The MORT (management oversight and risk tree) logic diagram is a model of an ideal safety
program which is good for analyzing specific accidents, evaluating and appraising safety
programs, and indexing accident data and safety literature. MORT is useful in safety program
management for three reasons. It prevents safety related oversights, errors, and omissions. It
identifies and evaluates residual risks, and their referral to appropriate management levels for
action. Thirdly, it optimizes allocation of safety resources to programs and specific controls.
MORT is basically a diagram that presents a schematic representation of a dynamic, idealized
safety system model using fault tree analysis. Three levels of relationships exist that aid in the
detection of omissions, oversights, and defects. These are generic events, basic events, and
criteria. Furthermore, MORT explicitly states the functions that are necessary to complete a
process, the steps to fulfill a function, and the judgment criteria. A step by step outline is
provided for using the MORT system. The system is illustrated with examples. A major fault
with MORT is described as affirmation of the consequent. This is the fallacy of inferring truth of
an antecedent from the truth of the consequence.
Kahneman, D. & Tversky, A. (1984). Choices, values, and frames.

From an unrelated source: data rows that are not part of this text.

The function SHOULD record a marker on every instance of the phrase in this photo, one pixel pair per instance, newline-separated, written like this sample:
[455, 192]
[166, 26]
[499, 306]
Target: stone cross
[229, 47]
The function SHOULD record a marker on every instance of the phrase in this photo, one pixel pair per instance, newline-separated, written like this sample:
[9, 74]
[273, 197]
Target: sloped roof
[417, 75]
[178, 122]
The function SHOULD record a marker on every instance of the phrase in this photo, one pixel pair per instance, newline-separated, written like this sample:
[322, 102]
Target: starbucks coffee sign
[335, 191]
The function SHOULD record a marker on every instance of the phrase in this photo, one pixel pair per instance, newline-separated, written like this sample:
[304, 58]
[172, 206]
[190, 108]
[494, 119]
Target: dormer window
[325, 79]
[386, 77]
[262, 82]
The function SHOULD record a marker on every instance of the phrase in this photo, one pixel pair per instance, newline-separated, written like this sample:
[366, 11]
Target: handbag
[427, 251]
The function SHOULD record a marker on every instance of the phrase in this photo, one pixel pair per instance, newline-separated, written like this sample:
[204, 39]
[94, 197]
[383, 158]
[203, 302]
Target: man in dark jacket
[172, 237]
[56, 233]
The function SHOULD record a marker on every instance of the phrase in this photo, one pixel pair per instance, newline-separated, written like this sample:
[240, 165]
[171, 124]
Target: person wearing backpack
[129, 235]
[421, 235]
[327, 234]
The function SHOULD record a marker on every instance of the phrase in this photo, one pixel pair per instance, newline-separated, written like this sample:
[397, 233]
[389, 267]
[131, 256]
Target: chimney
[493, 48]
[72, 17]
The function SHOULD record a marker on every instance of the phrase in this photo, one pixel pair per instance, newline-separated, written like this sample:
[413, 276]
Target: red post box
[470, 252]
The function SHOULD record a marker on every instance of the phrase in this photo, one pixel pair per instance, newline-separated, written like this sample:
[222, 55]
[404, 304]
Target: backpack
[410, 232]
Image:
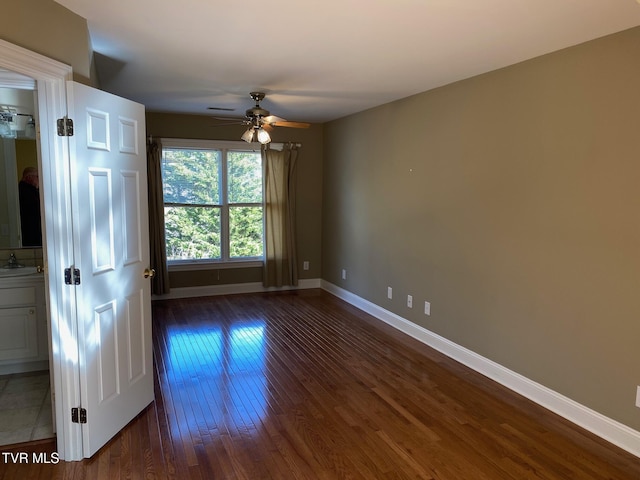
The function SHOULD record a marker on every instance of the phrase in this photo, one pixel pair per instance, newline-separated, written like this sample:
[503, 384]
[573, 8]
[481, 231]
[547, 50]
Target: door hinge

American Psychologist,
39(4), 341-350.
The paper conducts a discussion of the cognitive and the psychophysical factors of choice in
risky and riskless contexts. A hypothetical value function is developed that has three important
properties. These properties are that the value function is defined on gains and losses rather than
on total wealth, it is concave in the domain of gains and convex in the domain of losses, and it is
considerably steeper for losses than for gains. This last property has been labeled loss aversion.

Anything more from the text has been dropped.